In re Claim 26, Gilson in view of Lukin discloses the method of claim 24 as applied above. The combination of Gilson and Lukin also teaches wherein the re-encoding of the audio content based on the determined speech tempo of the speech in the audio content of the digital media data includes:
detecting silent regions present in the audio content based on the determined speech tempo of speech in the audio content (see Gilson—FIG. 4: 402, FIG. 5: 501, FIG. 6: 601-603, and cols. 10-11: ll. 21-67, whereby the playback factor can comprise one or more of a content type, a user preference profile, number of spoken syllables or words per unit of time, frequency of spoken words, etc., and whereby a user can specify a faster, slower, or normal playback speed for credit rolls, silent scenes, fight scenes, mature scenes, and the like; FIG. 7 and cols. 12-13: ll. 1-41, whereby playback speed can be adjusted to meet user defined rate of syllables or words per second, and whereby the number of words or syllables per second of specific timeframes can be calculated throughout the show; and cols. 13-14: ll. 61-64); and
re-encoding the digital media data content without the detected silent regions (see Gilson—FIG. 4: 403, FIG. 5: 502-503, FIG. 6: 603-604, cols. 10-11: ll. 21-67, and cols. 12-13: ll. 1-41; also see Lukin—FIGS. 1-2 and col. 8: ll. 12-63, the PSOLA algorithm is combined with sampling rate conversion/resampling to achieve pitch shifting, and the resampling operation synchronously changes pitch and duration of the signal which produces the desired pitch shifting effect, certain granules of the input signal are duplicated in the output signal in order to achieve time stretching, certain granules of the input signal are discarded from the output signal in order to achieve time compression, and for resampling, a polyphase FIR filtering approach may be used which reverts the signal to its original time duration but now at the desired pitch).
To this end, the combination of Gilson and Lukin does not explicitly teach: removing the detected silent regions from the audio content of the digital media data.
In a similar variable speed playback endeavor, Luo is directed to an improved device and process for controlling playback operation associated with an audio content (see cols. 1-2: ll. 66-23).
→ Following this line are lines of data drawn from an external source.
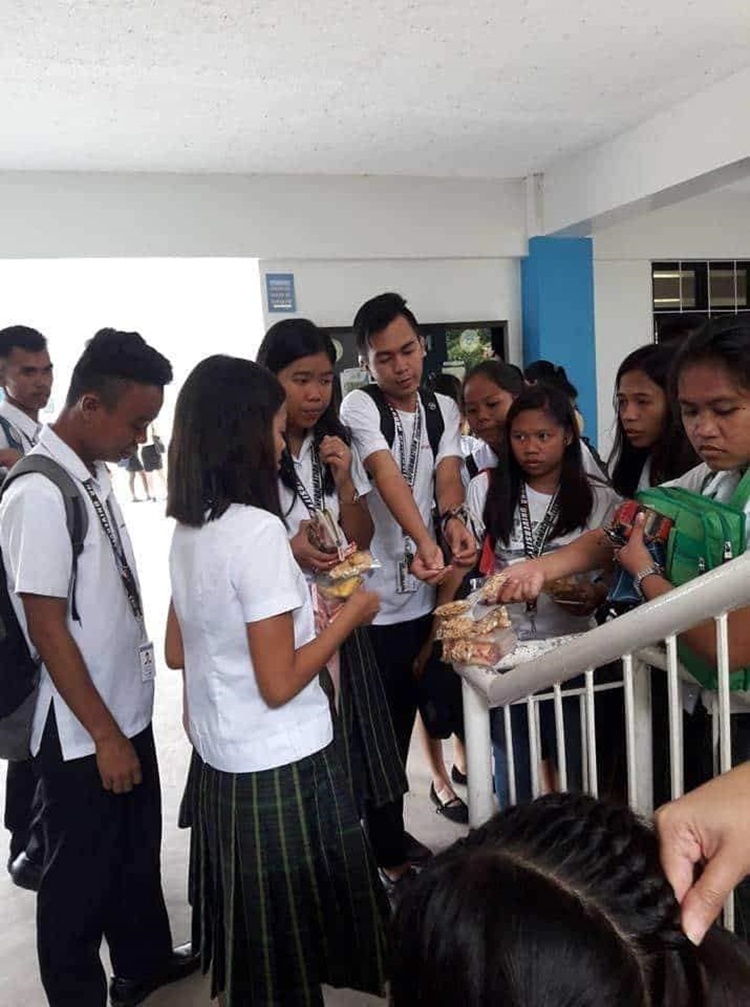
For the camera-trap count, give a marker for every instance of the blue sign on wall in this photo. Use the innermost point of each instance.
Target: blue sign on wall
(280, 292)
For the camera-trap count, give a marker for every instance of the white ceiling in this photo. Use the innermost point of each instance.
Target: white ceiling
(478, 88)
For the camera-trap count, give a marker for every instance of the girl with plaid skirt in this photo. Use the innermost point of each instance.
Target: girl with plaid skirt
(284, 888)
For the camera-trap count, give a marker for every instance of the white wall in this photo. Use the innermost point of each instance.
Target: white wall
(711, 227)
(330, 291)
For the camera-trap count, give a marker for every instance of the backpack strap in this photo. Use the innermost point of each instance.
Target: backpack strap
(13, 442)
(77, 516)
(742, 493)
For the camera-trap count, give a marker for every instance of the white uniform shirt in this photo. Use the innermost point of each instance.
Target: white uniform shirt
(38, 559)
(551, 618)
(360, 415)
(293, 508)
(231, 572)
(25, 430)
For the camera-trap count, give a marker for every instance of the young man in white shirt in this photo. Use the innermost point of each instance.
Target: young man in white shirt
(408, 477)
(26, 381)
(92, 737)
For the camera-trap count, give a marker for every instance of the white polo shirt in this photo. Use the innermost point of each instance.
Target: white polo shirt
(360, 415)
(231, 572)
(38, 559)
(25, 430)
(293, 508)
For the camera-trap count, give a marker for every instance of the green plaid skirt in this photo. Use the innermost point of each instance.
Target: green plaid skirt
(363, 731)
(284, 890)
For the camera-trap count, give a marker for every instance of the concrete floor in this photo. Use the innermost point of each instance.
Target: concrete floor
(19, 979)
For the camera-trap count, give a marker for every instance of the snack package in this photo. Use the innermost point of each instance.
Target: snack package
(346, 576)
(485, 651)
(655, 529)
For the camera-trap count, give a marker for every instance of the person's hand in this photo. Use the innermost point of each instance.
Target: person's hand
(337, 455)
(708, 826)
(362, 605)
(118, 763)
(308, 557)
(634, 557)
(523, 582)
(428, 565)
(460, 542)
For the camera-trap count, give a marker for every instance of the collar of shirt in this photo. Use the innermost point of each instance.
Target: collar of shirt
(56, 448)
(17, 418)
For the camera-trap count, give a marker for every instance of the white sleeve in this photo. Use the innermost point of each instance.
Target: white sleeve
(360, 415)
(263, 571)
(35, 541)
(359, 477)
(450, 442)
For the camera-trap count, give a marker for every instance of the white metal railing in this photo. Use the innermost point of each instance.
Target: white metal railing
(642, 638)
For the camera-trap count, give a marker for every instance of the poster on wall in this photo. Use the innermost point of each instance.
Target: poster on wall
(280, 293)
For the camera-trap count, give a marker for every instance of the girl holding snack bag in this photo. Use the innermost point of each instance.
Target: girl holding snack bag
(283, 886)
(540, 500)
(323, 490)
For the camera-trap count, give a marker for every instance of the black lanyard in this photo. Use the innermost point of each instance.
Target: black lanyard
(534, 545)
(410, 465)
(315, 502)
(128, 577)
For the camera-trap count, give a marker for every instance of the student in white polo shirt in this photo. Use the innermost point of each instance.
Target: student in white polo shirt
(92, 737)
(409, 477)
(26, 382)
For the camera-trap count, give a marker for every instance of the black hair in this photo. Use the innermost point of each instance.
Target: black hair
(505, 376)
(444, 384)
(377, 314)
(20, 337)
(575, 494)
(285, 342)
(671, 455)
(560, 901)
(724, 341)
(222, 449)
(553, 375)
(112, 361)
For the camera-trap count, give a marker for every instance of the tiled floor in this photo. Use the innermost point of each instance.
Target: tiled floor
(19, 981)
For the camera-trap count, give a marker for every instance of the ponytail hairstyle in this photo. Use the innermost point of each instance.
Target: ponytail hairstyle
(671, 455)
(575, 494)
(285, 342)
(560, 901)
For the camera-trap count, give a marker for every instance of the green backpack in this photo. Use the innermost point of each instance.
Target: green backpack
(704, 535)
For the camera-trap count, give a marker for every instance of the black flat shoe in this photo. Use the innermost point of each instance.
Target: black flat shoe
(454, 810)
(25, 873)
(459, 777)
(131, 992)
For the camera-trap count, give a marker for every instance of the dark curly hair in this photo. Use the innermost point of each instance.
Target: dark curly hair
(560, 901)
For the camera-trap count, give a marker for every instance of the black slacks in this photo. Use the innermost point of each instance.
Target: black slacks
(102, 875)
(396, 649)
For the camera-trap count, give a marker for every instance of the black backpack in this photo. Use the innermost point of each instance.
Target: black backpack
(19, 678)
(433, 416)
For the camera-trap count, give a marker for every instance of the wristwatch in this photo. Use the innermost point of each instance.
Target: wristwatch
(653, 570)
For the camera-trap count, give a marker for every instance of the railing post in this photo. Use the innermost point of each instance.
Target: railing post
(478, 755)
(642, 736)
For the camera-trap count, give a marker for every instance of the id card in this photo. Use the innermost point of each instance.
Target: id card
(406, 582)
(148, 664)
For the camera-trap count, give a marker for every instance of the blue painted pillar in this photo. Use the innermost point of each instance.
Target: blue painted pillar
(558, 311)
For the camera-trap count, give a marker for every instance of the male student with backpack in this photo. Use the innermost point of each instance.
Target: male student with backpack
(410, 444)
(26, 381)
(92, 737)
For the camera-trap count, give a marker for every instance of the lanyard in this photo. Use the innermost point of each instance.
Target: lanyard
(410, 465)
(315, 502)
(128, 577)
(534, 545)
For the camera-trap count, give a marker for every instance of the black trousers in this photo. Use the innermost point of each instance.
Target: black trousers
(396, 649)
(22, 806)
(102, 875)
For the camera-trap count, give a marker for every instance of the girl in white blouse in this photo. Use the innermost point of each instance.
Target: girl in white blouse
(284, 889)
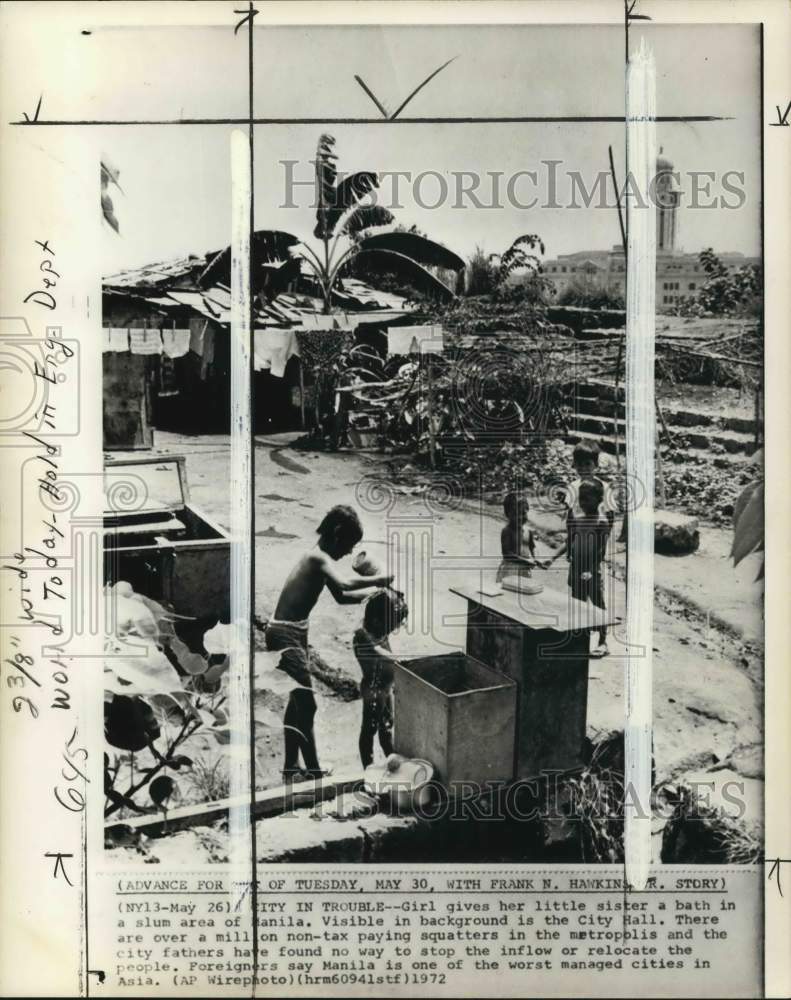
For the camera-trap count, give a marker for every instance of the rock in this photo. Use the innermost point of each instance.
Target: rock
(675, 534)
(717, 819)
(299, 837)
(747, 760)
(350, 805)
(394, 838)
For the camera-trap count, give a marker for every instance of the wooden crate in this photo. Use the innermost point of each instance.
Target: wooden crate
(164, 546)
(542, 642)
(126, 401)
(457, 714)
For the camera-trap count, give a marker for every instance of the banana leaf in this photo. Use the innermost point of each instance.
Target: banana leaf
(337, 201)
(269, 246)
(406, 268)
(419, 248)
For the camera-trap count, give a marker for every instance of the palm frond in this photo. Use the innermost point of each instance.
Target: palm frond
(407, 269)
(366, 217)
(345, 196)
(419, 248)
(326, 173)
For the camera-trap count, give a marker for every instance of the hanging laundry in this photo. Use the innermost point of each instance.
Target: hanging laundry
(272, 350)
(176, 343)
(145, 341)
(119, 339)
(197, 329)
(414, 340)
(208, 351)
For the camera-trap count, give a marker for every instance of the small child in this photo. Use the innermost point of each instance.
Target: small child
(384, 613)
(586, 464)
(514, 541)
(587, 533)
(338, 533)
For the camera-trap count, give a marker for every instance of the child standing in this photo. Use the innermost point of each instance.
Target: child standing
(586, 464)
(338, 533)
(587, 534)
(384, 613)
(515, 542)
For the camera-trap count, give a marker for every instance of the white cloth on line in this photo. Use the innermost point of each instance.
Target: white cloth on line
(145, 341)
(414, 340)
(176, 343)
(272, 350)
(118, 339)
(196, 336)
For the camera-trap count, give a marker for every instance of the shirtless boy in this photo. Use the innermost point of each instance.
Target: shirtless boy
(338, 533)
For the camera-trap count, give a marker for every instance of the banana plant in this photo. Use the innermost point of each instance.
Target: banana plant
(341, 214)
(344, 220)
(517, 257)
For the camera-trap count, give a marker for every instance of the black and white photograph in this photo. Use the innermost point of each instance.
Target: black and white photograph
(442, 494)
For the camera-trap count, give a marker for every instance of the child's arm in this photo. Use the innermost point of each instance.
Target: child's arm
(531, 544)
(510, 546)
(385, 653)
(351, 589)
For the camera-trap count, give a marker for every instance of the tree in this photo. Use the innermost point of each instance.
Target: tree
(343, 221)
(728, 292)
(518, 257)
(491, 274)
(748, 518)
Luo provides a method (see FIG. 2 and col. 2: ll. 40-52) of operating an audio controller device (see FIG. 1) that includes: (see col. 4: ll. 8-39); identifying a plurality of audio segments from the audio data based on a plurality of contextual parameters associated with the audio data (see FIG. 3 and cols. 4-6: ll. 40-42); associating each of the plurality of audio segments to one of a plurality of primary audio control interfaces provided at the audio controller device (see FIGS. 4-5 and cols. 6-7: ll. 43-30); and controlling a playback operation associated with respective one of the audio segments when an input is received at one or more of the primary audio control interfaces (Id., and see cols. 7-8: ll. 31-18).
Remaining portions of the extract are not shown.